I’m hearing a lot of rumblings from local Waterloo startups (I loathe the term entrepreneur) about the sorry state of Canadian VC. Originally I brushed it off as mass hysteria and felt good about it. Supporting my theory, at a recent WatStart event, Marc Gingras of Tungle took issue with the idea that funding was drying up and suggested startups just weren’t talking to the right people.

Yet I hear rumblings that some VCs are having trouble raising new funds. Also in the fear mongering camp is Bob Ford, a former CEO of mine. He was quoted recently in the Ottawa Business Journal with this happy news:

“There’s just no big money in venture capital in Canada anymore. There are really very few funds that are doing well at all, and although there are exceptions, overall it’s pretty tough right now,” said Bob Ford, a partner in Gowlings’ business law department working from its Kanata technology law office.

From my experience, Bob was never really what you’d call an optimist but he’s not a pessimist either. His law experience makes him pretty factual though he does know how to deliver a message. So what’s going on people?

This week, the Q3 2007 stats (pdf) were out by the NVCA, PwC and Thomson Financial. VentureBeat did a great job summarizing the stats in their post. But I’ll take a crack at the numbers from my perspective.

First the good news, investment continues to be steady and according to a statement in August by the NVCA, investment is at the highest level since 2001. Average deal size is looking good too. So why all the hub bub, bub?
VC investment in Q3 07

As you can see, all is well from an activity basis and I bet the lawyers and accountants are doing very well thanks to transaction volume. However it would appear that perhaps at least some of the rumblings from startups that I’m hearing is substantiated by the fact that money is flowing to follow-on investments and seed isn’t getting the dollars those deals are chasing.

Money Going to Late Stage Investment

More good news, at least for me, a software guy, is that VCs remain focussed on Software and BioTech pouring over a billion into each of those categories.

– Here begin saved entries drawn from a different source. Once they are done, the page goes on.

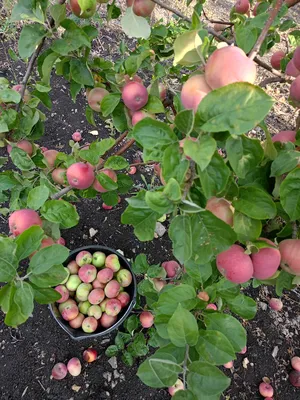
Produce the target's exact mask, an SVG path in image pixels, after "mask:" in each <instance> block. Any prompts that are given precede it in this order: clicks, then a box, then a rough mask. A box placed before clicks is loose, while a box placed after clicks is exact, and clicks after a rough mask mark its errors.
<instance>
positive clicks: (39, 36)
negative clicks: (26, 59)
mask: <svg viewBox="0 0 300 400" xmlns="http://www.w3.org/2000/svg"><path fill="white" fill-rule="evenodd" d="M46 34H47V30H46V29H45V28H44V27H43V26H42V25H41V24H39V23H34V24H30V25H24V26H23V28H22V31H21V34H20V38H19V42H18V51H19V55H20V57H21V58H23V59H24V58H28V57H30V56H31V55H32V54H33V52H34V51H35V49H36V47H37V46H38V45H39V44H40V42H41V41H42V39H43V38H44V37H45V36H46Z"/></svg>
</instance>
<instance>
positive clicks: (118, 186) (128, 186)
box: [117, 174, 133, 194]
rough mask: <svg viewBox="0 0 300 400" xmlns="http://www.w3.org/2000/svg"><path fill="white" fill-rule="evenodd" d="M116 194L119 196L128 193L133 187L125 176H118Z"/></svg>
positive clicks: (131, 184)
mask: <svg viewBox="0 0 300 400" xmlns="http://www.w3.org/2000/svg"><path fill="white" fill-rule="evenodd" d="M117 183H118V192H119V193H120V194H125V193H128V192H129V190H130V189H131V188H132V186H133V182H132V179H131V178H130V176H128V175H126V174H118V180H117Z"/></svg>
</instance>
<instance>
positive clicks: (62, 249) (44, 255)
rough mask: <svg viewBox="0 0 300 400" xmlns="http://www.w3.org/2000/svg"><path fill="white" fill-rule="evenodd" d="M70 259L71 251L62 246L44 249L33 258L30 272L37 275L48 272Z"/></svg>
mask: <svg viewBox="0 0 300 400" xmlns="http://www.w3.org/2000/svg"><path fill="white" fill-rule="evenodd" d="M68 257H69V250H68V249H67V248H66V247H65V246H62V245H60V244H53V245H52V246H48V247H44V248H42V249H41V250H39V251H38V252H37V253H35V254H34V256H33V257H32V258H31V260H30V263H29V268H28V271H29V272H32V273H33V274H35V275H39V274H43V273H44V272H47V271H48V270H49V269H50V268H51V267H53V266H54V265H58V264H62V263H63V262H64V261H65V260H66V259H67V258H68Z"/></svg>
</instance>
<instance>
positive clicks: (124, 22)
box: [121, 7, 151, 39]
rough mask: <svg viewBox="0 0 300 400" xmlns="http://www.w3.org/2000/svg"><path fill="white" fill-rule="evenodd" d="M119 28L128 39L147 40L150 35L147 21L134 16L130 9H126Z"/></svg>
mask: <svg viewBox="0 0 300 400" xmlns="http://www.w3.org/2000/svg"><path fill="white" fill-rule="evenodd" d="M121 26H122V29H123V31H124V33H125V34H126V35H127V36H129V37H134V38H144V39H148V37H149V36H150V34H151V29H150V25H149V23H148V21H147V20H146V19H145V18H143V17H138V16H137V15H135V14H134V12H133V9H132V7H128V8H127V9H126V12H125V14H124V15H123V17H122V19H121Z"/></svg>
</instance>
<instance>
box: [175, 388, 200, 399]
mask: <svg viewBox="0 0 300 400" xmlns="http://www.w3.org/2000/svg"><path fill="white" fill-rule="evenodd" d="M172 400H197V398H196V397H195V396H194V394H193V393H192V392H191V391H190V390H178V392H176V393H175V394H174V396H173V399H172Z"/></svg>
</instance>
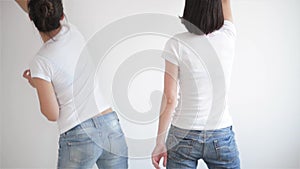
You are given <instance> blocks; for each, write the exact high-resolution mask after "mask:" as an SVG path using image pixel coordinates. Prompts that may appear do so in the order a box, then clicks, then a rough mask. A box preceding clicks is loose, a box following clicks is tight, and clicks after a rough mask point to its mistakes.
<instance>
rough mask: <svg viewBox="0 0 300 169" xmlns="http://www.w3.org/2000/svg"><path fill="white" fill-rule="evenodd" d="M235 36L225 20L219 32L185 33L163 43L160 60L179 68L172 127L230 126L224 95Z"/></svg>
mask: <svg viewBox="0 0 300 169" xmlns="http://www.w3.org/2000/svg"><path fill="white" fill-rule="evenodd" d="M235 37H236V31H235V27H234V25H233V24H232V23H231V22H230V21H225V22H224V26H223V27H222V28H221V29H220V30H217V31H215V32H213V33H211V34H208V35H195V34H192V33H189V32H186V33H182V34H178V35H176V36H174V37H173V38H171V39H170V40H169V41H168V42H167V44H166V47H165V54H164V55H163V58H165V59H166V60H167V61H169V62H171V63H173V64H175V65H177V66H178V68H179V72H178V73H179V98H178V105H177V107H176V110H175V114H174V117H173V121H172V124H173V125H175V126H177V127H180V128H184V129H189V130H190V129H193V130H204V129H205V130H209V129H220V128H225V127H228V126H230V125H232V119H231V117H230V115H229V112H228V104H227V92H228V89H229V85H230V75H231V68H232V64H233V58H234V50H235ZM223 103H224V104H225V105H224V104H223ZM214 111H215V112H214ZM213 112H214V113H215V114H214V113H213ZM209 123H210V124H209Z"/></svg>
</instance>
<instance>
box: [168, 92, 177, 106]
mask: <svg viewBox="0 0 300 169" xmlns="http://www.w3.org/2000/svg"><path fill="white" fill-rule="evenodd" d="M165 100H166V108H167V109H174V108H175V106H176V104H177V97H176V93H165Z"/></svg>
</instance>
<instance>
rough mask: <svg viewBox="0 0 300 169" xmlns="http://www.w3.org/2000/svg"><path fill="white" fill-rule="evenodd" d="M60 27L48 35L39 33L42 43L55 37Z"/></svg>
mask: <svg viewBox="0 0 300 169" xmlns="http://www.w3.org/2000/svg"><path fill="white" fill-rule="evenodd" d="M61 28H62V27H59V28H57V29H55V30H53V31H51V32H49V33H44V32H40V35H41V37H42V39H43V41H44V43H46V42H47V41H48V40H50V39H51V38H53V37H54V36H56V35H57V34H58V33H59V32H60V30H61Z"/></svg>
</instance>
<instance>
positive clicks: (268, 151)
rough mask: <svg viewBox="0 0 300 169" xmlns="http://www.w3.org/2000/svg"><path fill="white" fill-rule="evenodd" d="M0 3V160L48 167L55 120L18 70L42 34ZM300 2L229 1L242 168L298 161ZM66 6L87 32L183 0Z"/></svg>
mask: <svg viewBox="0 0 300 169" xmlns="http://www.w3.org/2000/svg"><path fill="white" fill-rule="evenodd" d="M0 4H1V9H0V13H1V27H0V29H1V35H0V36H1V42H0V45H1V48H0V52H1V60H0V64H1V67H0V68H1V78H0V80H1V81H0V82H1V83H0V85H1V86H0V89H1V93H0V95H1V102H0V103H1V105H0V106H1V114H0V118H1V147H0V152H1V164H0V168H55V167H56V160H57V159H56V158H57V139H58V133H57V128H56V124H54V123H49V122H47V121H46V120H45V118H44V117H43V116H42V115H41V114H40V113H39V108H38V104H37V103H38V102H37V97H36V94H35V92H34V90H33V89H32V88H31V87H29V86H28V84H27V83H26V81H25V80H24V79H23V78H22V73H23V71H24V70H25V69H26V68H27V65H28V62H29V61H30V59H31V58H32V57H33V56H34V54H35V52H36V51H37V50H38V49H39V47H40V46H41V40H40V38H39V36H38V33H37V32H36V30H35V28H34V26H33V24H32V23H30V22H29V20H28V17H27V16H26V15H25V14H24V13H23V12H22V11H21V10H20V9H19V8H18V6H17V5H16V4H15V3H14V2H13V1H11V0H2V1H0ZM299 6H300V1H299V0H285V1H282V0H235V1H233V9H234V19H235V24H236V27H237V30H238V40H237V52H236V59H235V64H234V69H233V75H232V83H231V84H232V85H231V90H230V105H231V108H230V111H231V114H232V116H233V119H234V122H235V131H236V136H237V140H238V145H239V149H240V152H241V159H242V168H245V169H259V168H260V169H268V168H269V169H288V168H289V169H291V168H294V169H296V168H297V169H299V168H300V132H299V129H300V123H299V122H300V115H299V113H300V104H299V100H300V89H299V86H300V80H299V77H300V68H299V66H300V48H299V44H300V39H299V38H300V23H299V19H300V10H299ZM65 8H66V13H67V16H68V19H69V21H70V22H72V23H73V24H74V25H76V26H77V27H78V28H79V29H80V31H81V32H82V33H83V34H84V36H85V37H86V38H90V37H91V36H92V35H93V34H94V33H95V32H96V31H97V30H99V29H100V28H101V27H103V26H105V25H106V24H108V23H110V22H112V21H114V20H116V19H119V18H121V17H123V16H128V15H131V14H136V13H144V12H154V13H155V12H158V13H165V14H170V15H173V16H178V15H181V13H182V9H183V0H163V1H162V0H126V1H124V0H111V1H101V0H66V1H65ZM130 168H132V169H139V168H147V169H148V168H152V165H151V162H150V159H131V160H130ZM199 168H205V167H204V166H203V165H202V164H201V165H200V167H199Z"/></svg>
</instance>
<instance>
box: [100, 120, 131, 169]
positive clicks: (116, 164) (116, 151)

Investors focussed on Biotech and Software

The news is even better if you’re an Internet company where Q3 saw an investment of $1.1 billion, an impressive 17% climb over Q2. Clean Tech is also alive and kickin’ it hard, thanks Al Gore!
Internet and CleanTech on the rise

So not too shabby but all is not well for the venture funds themselves. The NVCA reports that fund raising by the VCs has slowed to only 79% of the volumes for the same period last year.

Fundraising by VCs

Seems consistent with what the rumors that VCs are having trouble raising follow-up funds. So everything is ok then? But then I get this funny smell from the NVCA press release:

“We expect the number of venture capital firms raising funds to remain very stable and perhaps even decline during the next year as these venture capitalists focus on deploying the dollars that have recently been raised,” said Mark Heesen, president of the NVCA. “The high percentage of early and balanced stage funds raised suggests a continued venture capital focus on growing young, start-up companies from the ground up.”

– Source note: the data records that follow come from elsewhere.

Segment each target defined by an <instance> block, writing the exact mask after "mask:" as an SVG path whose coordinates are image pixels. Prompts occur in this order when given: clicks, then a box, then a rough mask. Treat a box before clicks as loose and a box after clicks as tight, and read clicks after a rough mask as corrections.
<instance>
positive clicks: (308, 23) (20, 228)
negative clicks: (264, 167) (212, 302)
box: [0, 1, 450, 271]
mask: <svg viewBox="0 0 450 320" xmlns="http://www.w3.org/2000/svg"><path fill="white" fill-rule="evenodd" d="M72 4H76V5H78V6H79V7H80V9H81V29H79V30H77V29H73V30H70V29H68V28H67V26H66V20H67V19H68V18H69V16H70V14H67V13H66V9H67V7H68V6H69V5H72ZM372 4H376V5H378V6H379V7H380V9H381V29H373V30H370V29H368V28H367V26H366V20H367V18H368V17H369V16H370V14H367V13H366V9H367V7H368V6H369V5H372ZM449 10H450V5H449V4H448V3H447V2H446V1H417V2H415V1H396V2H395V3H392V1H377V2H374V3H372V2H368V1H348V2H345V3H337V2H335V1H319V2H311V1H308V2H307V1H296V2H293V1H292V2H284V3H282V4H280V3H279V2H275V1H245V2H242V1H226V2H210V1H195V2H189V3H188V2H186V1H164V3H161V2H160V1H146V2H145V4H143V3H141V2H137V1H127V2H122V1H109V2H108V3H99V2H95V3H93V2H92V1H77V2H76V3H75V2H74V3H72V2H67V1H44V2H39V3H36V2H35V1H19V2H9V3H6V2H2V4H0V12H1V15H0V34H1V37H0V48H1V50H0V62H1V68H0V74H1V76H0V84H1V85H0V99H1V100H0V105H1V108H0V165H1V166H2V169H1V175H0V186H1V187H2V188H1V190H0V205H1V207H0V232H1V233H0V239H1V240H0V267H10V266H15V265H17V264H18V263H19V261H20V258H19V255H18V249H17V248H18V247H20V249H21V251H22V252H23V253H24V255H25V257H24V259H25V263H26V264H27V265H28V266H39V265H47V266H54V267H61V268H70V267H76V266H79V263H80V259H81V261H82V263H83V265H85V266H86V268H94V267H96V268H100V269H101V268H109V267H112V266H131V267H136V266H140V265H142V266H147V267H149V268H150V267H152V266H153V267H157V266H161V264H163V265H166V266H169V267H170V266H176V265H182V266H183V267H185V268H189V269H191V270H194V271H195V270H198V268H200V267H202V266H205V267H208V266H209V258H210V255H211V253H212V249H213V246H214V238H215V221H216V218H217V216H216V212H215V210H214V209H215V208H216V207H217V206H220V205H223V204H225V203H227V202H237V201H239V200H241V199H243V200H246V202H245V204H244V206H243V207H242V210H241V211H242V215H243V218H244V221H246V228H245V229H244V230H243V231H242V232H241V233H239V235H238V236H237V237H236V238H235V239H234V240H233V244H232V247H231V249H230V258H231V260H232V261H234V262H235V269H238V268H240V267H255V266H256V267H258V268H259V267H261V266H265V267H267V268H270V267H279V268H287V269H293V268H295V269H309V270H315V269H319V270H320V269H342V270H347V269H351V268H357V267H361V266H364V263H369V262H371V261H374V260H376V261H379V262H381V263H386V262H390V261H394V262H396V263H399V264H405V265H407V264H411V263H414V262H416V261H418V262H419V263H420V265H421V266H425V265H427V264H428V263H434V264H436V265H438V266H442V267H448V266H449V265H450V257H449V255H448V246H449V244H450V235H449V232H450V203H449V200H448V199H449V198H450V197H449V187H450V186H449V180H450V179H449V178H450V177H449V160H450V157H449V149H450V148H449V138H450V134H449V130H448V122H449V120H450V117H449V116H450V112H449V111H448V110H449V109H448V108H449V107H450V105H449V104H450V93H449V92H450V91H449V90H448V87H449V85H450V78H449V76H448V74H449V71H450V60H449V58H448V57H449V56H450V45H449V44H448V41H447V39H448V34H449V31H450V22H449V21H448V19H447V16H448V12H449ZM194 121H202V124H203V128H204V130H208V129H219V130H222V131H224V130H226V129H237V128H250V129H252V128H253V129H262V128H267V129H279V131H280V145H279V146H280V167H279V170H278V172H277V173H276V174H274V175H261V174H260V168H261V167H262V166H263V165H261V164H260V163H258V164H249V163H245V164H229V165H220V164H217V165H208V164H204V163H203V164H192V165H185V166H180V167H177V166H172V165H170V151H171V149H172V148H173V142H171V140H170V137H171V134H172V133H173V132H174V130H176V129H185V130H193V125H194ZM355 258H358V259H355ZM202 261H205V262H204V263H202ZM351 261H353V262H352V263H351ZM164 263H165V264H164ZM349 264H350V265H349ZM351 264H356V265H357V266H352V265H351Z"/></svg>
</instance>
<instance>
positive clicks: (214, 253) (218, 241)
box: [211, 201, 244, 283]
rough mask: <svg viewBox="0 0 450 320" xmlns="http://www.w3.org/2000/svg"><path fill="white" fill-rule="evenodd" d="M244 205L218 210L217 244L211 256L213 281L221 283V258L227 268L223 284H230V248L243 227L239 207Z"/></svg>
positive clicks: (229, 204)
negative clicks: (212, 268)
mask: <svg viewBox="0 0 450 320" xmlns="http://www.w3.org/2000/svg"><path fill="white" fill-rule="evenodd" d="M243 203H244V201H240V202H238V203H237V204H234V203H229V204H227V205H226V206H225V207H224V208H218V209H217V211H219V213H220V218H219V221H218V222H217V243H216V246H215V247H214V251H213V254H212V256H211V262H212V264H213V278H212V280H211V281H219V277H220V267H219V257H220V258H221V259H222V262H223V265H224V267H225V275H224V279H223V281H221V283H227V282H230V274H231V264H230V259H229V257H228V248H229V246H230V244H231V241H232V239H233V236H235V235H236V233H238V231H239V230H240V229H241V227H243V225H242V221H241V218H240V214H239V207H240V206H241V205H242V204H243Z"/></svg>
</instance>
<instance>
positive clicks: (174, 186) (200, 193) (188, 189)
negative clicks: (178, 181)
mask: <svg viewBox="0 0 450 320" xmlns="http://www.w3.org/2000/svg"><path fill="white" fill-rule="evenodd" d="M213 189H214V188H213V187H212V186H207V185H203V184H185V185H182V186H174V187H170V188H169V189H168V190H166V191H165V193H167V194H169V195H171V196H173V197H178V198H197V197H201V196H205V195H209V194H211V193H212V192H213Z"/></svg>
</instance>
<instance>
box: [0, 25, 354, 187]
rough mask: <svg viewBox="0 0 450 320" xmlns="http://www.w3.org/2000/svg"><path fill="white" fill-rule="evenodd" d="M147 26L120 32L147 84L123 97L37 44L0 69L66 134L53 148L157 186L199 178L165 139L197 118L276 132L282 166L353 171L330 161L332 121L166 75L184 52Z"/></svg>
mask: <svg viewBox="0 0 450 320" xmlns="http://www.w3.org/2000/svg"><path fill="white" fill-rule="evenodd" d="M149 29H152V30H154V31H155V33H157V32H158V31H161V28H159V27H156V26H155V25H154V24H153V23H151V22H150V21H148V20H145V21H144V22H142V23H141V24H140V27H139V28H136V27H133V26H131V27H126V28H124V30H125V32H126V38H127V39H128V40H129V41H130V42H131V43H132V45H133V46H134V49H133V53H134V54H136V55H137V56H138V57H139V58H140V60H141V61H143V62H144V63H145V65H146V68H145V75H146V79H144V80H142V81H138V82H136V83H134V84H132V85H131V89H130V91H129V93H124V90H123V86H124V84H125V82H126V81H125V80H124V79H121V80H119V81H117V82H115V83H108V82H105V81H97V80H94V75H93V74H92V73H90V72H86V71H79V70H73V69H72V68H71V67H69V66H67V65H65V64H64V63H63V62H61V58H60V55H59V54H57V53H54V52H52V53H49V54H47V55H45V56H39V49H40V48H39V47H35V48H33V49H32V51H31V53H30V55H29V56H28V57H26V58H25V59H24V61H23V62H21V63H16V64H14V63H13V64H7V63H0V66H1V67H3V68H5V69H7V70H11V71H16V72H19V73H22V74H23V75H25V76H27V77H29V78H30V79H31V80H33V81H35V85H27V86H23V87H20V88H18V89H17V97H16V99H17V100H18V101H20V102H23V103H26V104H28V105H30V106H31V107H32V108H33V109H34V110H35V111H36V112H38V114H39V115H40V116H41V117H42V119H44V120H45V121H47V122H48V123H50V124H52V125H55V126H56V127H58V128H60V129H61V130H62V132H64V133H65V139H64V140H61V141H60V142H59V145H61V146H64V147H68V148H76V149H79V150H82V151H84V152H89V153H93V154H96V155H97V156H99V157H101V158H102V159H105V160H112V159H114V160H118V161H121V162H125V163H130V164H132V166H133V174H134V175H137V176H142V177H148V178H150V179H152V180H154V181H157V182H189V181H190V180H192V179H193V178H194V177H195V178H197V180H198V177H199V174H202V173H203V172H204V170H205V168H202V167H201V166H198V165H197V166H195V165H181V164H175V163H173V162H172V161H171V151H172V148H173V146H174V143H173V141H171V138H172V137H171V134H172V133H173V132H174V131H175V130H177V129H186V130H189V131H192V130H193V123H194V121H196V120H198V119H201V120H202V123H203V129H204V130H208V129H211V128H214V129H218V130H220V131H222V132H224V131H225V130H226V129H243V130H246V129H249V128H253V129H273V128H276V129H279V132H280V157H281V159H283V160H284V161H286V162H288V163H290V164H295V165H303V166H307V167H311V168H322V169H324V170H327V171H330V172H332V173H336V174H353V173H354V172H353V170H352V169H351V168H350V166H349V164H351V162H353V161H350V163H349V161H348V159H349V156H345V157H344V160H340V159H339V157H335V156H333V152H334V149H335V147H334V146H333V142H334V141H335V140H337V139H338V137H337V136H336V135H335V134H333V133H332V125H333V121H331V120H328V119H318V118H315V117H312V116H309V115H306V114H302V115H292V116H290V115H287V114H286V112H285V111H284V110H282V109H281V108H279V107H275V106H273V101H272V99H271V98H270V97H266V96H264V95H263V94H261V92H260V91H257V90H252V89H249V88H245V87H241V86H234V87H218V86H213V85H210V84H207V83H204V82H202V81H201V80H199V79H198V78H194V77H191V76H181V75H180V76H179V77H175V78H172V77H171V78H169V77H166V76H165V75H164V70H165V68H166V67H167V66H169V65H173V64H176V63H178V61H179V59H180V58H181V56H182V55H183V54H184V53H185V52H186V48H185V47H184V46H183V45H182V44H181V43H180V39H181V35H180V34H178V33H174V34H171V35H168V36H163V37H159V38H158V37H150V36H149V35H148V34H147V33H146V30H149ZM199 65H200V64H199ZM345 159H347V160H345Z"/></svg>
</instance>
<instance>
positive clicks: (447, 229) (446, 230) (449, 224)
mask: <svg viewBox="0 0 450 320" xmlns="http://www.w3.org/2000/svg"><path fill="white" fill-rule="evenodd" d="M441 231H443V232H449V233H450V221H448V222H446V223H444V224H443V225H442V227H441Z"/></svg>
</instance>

Hmmmn, that’s not what your own stats seem to be showing — early stage investment growth is slowing. Are VCs retrenching on early stage investment? Ruh-oh that is a pretty steep downward curve forming there in Q3

24% of investment dollars in Q3 are First Sequence

I’ll toss another interesting nugget into this little conspiracy theory that’s forming. In the same post Venture Beat reports that mediocre results have stalled Sequel Venture Partners of Boulder, Colorado new fund raising as “yet another” example of the pain VCs are feeling. So no returns, no investment? Seems like we’ll all feel that one and probably rightly so.

So what’s wrong in the crazy world of venture capital and startups? I’ve heard and participated in a couple of discussions/theories. Obviously the drying up of labor sponsored funds in Canada can account for at least some of the hardship non-obvious/riskier startup deals are facing. But that seems too easy and doesn’t account for the MoneyTree data which is US only.

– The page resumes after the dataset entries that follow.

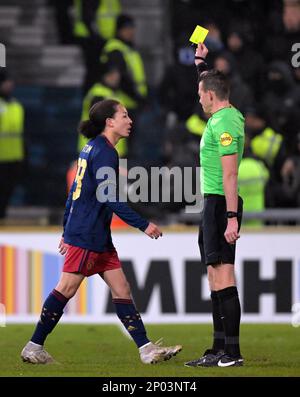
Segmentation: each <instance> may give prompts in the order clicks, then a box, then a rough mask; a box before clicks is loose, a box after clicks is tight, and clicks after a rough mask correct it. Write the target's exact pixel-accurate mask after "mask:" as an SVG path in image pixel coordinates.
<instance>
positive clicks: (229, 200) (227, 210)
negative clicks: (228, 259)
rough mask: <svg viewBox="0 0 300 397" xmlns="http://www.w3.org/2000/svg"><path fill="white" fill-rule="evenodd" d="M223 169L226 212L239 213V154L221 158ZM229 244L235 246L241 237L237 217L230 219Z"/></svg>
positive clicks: (231, 218) (227, 230)
mask: <svg viewBox="0 0 300 397" xmlns="http://www.w3.org/2000/svg"><path fill="white" fill-rule="evenodd" d="M221 161H222V168H223V188H224V193H225V198H226V210H227V211H230V212H236V213H237V211H238V154H237V153H235V154H230V155H227V156H222V157H221ZM224 236H225V239H226V241H227V242H228V243H230V244H234V243H235V242H236V240H237V239H238V238H239V237H240V236H239V233H238V220H237V217H233V218H228V220H227V228H226V230H225V233H224Z"/></svg>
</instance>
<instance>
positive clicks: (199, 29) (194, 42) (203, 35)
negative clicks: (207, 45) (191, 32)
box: [190, 25, 208, 44]
mask: <svg viewBox="0 0 300 397" xmlns="http://www.w3.org/2000/svg"><path fill="white" fill-rule="evenodd" d="M207 33H208V30H207V29H205V28H203V27H202V26H200V25H197V26H196V28H195V30H194V31H193V34H192V35H191V37H190V41H191V42H192V43H194V44H199V43H203V42H204V40H205V37H206V36H207Z"/></svg>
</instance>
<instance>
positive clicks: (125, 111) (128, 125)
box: [113, 105, 132, 138]
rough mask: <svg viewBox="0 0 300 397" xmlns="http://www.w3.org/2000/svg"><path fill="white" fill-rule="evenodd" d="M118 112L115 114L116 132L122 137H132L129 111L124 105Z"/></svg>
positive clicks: (114, 126) (114, 125)
mask: <svg viewBox="0 0 300 397" xmlns="http://www.w3.org/2000/svg"><path fill="white" fill-rule="evenodd" d="M117 109H118V110H117V112H116V113H115V115H114V117H113V120H114V130H115V132H116V133H117V134H119V135H120V136H122V137H124V138H126V137H128V136H129V135H130V131H131V126H132V120H131V118H130V117H129V116H128V112H127V110H126V109H125V108H124V106H122V105H118V107H117Z"/></svg>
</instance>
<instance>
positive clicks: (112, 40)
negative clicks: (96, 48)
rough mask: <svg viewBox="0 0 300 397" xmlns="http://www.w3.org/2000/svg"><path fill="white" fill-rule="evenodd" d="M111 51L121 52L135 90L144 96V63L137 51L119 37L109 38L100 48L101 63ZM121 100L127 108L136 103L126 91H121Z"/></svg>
mask: <svg viewBox="0 0 300 397" xmlns="http://www.w3.org/2000/svg"><path fill="white" fill-rule="evenodd" d="M113 51H120V52H121V53H122V55H123V57H124V59H125V62H126V65H127V69H128V71H129V73H130V74H131V77H132V79H133V81H134V82H135V84H136V87H137V91H138V92H139V94H140V95H142V96H143V97H145V96H146V95H147V92H148V89H147V84H146V75H145V69H144V63H143V60H142V58H141V56H140V54H139V53H138V51H136V50H134V49H133V48H131V47H130V46H128V45H127V44H125V43H124V42H123V41H121V40H119V39H110V40H108V41H107V43H106V44H105V46H104V48H103V50H102V54H101V57H100V61H101V63H106V62H107V61H108V55H109V53H110V52H113ZM123 101H124V103H125V104H126V105H125V106H126V107H127V108H128V109H133V108H135V107H136V106H137V103H136V102H135V101H134V100H133V99H132V98H130V97H129V96H128V95H127V94H126V93H123Z"/></svg>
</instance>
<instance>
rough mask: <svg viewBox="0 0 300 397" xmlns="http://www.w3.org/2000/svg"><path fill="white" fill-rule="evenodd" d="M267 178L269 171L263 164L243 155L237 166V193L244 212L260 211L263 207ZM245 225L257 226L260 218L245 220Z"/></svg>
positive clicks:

Are yesterday’s methods and models to blame? Things like Amazon’s EC2 and S3 utility computing infrastructure just didn’t exist in the mainstream 12 months ago and obviously are game changing. Five years ago I started a SaaS company in the finance space. It was tough, if not impossible to stretch the VC Excel due-dili jock’s enterprise software model to fit and allow for the infrastructure spend and recurring revenue models associated with launching a SaaS operation. Facebook’s API/platform (and now LinkedIn and mySpace) though unproven from a revenue perspective is also equally difficult to cram into a spreadsheet.

If startups and developers are flocking towards Web 2.0, 3.0 and heaven help us 4.0 plays, do they fit effectively into financial models and investment criteria established as recently as last year? Are entrepreneurs (there I said it) to blame? Are we too optimistic (that’s code for unrealistic) clinging to valuations like Geni’s $100MM?

So do we need to start fresh yet again? Have things changed that much? Is sub-prime hysteria and the specter of a US recession causing VCs to retrench for the long haul?

We’re in this together people, we better figure it out.